Gig review: Cee Lo Green

Cee Lo Green O2 Academy, Glasgow ***

IN A sea of generic hip-pop and R&B peers, Cee Lo Green stands out with an idiosyncratic sweet, husky tenor which harks back to the vintage soul era. But rather than tour his album The Ladykiller in fitting old school soul revue style, for his first solo outing, he was accompanied by a band of space vixens in silver lycra, who looked like they had stepped straight off the set of a Russ Meyer film, wielding a superficially rock'n'roll sound.

While it can be a shrewd move to confound expectations, their presence looked more and more like a kitsch gimmick as the set progressed, and graceless arrangement after overblown backing failed to deliver the pop kick the fans had shown up for.

Green's iconic vocal on the Gnarls Barkley classic Crazy was all but drowned out by a horrible pomp keyboard backing.

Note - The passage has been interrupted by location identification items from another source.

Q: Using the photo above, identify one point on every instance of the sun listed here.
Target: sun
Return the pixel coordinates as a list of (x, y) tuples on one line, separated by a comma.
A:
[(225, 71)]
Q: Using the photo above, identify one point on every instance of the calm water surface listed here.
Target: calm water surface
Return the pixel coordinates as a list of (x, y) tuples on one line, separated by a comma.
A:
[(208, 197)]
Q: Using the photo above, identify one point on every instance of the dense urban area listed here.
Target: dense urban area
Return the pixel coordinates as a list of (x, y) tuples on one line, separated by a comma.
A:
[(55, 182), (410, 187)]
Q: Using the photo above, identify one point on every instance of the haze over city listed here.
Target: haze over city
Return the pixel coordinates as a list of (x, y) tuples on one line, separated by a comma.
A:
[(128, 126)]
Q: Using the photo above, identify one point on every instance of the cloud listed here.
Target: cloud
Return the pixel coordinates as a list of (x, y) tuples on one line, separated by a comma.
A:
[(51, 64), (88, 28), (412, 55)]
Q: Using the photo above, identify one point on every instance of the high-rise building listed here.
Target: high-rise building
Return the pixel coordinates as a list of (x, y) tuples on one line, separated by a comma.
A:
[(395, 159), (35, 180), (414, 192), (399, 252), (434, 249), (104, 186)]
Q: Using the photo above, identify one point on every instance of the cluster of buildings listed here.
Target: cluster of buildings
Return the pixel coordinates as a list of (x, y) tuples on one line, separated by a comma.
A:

He fared better with a relatively straightforward career through The Violent Femmes' Gone Baby Gone, which he somehow managed to claim as his own song, but was never at any point in the set allowed the space to deliver the killer vocal he is capable of.

F*** You, aka sanitised charttopper Forget You, was performed in its original lyrical version - with the audience supplying all the expletives -- but was perversely re-invented as a mash-up with The Clash's Rock the Casbah and rounded off with a burst of Eddie Floyd's Knock On Wood.

The Stars on 45 approach prevailed with a pointless, truncated encore of Lou Reed's Perfect Day which felt like a weedy compromise - and Green is so much better than that.